Los grandes intereses que mueven el mundo han encontrado un filón económico en el caldo de cultivo del nihilismo, en la explotación del “todo vale”. Y ello, con la aquiescencia de un pueblo en que nos creemos soberanos, pero que no pasamos de consumidores dóciles.
Probablemente, para muchos, la Cuaresma pertenece a ese pasado, denostado y ridiculizado, que se recuerda con más pena que gloria. Y, sin embargo, la Iglesia nos la sigue ofreciendo como “un tiempo de gracia para renovar en santidad a tus hijos”. Es el retiro anual que nos da la oportunidad de encontramos Dios, con nosotros mismos, con los otros, sin maquillajes ni autoengaños, en sinceridad y verdad.

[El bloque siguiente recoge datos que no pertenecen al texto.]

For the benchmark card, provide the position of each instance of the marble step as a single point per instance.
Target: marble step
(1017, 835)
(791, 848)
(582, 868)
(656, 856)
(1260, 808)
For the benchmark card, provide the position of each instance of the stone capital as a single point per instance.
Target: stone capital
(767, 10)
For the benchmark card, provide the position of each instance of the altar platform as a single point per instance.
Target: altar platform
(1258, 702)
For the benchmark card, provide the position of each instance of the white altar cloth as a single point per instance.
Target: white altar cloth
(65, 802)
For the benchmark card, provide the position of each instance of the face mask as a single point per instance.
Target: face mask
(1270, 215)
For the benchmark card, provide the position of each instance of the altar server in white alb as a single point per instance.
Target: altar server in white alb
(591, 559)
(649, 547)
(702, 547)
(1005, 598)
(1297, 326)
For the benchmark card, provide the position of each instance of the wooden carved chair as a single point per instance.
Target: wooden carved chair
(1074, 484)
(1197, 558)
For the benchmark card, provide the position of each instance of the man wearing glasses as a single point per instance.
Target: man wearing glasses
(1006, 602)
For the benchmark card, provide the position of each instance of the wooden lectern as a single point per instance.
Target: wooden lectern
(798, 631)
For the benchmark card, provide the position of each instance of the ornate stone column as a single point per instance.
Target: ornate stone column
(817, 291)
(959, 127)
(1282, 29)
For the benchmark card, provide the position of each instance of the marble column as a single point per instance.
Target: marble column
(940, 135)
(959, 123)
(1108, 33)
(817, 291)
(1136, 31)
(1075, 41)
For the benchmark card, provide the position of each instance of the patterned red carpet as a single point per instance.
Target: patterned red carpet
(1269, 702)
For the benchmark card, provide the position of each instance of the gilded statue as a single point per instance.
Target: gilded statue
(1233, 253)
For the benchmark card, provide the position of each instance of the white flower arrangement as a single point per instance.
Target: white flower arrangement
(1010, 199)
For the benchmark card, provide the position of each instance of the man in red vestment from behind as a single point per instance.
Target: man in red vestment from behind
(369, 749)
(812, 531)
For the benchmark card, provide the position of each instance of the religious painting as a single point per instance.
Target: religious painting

La liturgia de este primer domingo de Cuaresma nos invita a caminar con Jesús al desierto. En el desierto se vive de lo esencial. En la soledad maduran las palabras, aprenden a hacerse verdaderas. En la soledad madura el hombre y aprende a crecer para dentro, como dicen que crecen las plantas del desierto.
Que Jesús experimentó la tentación no es una broma; es un dato constatado por los evangelios. Seguramente le acompañó a lo largo de toda su vida, hasta la cruz, aunque los evangelistas la sitúen en el desierto y en cuadro elaborado con finalidad catequética.
La tentación nos habla de la verdad de la Encarnación y del camino humilde que Jesús siguió en su tarea mesiánica. En el fondo, es la tentación con que los creyentes tentamos a Dios pidiéndole que deje de ser el Dios escondido y manifieste su poder y su fuerza para sacarnos de las menesterosidades que acompañan a la existencia humana. Es, también, la tentación en que se refugian muchos no creyentes, para negar a Dios, porque no toleran su aparente silencio ante el sufrimiento de los inocentes.
Nos gustaría un Dios poderoso, evidente, no encarnado en la condición humana; un Dios un poco más razonable, un poco más racional, no el Dios crucificado. “Puesto que eres el Hijo de Dios bájate de la cruz, convierte las piedras en panes, asombra a todos con tu poder, hazte el dueño del mundo”.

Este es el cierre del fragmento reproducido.